Tax Collections Outstrip Forecast
July 9, 2012 New Zealand Taxation
The government could see its tax revenues for 2012 exceed forecasts, as collections for the first 11 months of the year remain above target.
On June 11th the Treasury of New Zealand released the Tax Outturn Data for the 11 month ending in May 2012, showing the preliminary information on the government’s tax collections for the period.
The data in the report indicated that it may be possible for New Zealand to exceed its target for corporate tax collections for the year, due to unexpectedly buoyant collections of taxes from Portfolio Investment Entities (PIE).
According to the report, total unconsolidated tax revenues for the time period reached NZD 425 million, which is approximately 0.8 percent higher than forecasted by the government and nearly 5 percent higher than during the same period last year.

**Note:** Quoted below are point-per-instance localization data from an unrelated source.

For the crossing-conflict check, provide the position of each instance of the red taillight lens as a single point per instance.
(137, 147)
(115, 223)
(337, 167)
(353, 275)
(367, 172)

Corporate taxes showed the largest rise in collections, exceeding forecasts by 5.1 percent. Revenues from the collection of taxes from Portfolio Investment Entities showed the most significant jump, and surpassed estimates by NZD 200 million.
Revenues from Goods and Service Taxes were NZD 192 billion above the government’s own forecasts, and were attributed to growing consumption levels amongst private consumers.
The report also showed that Core Crown expenditures for the time period were NZD 431 million below forecasts.
Tax experts have already suggested that the higher than expected revenue levels mean that the government could see tax collections for the 2012 year exceed previous expectations.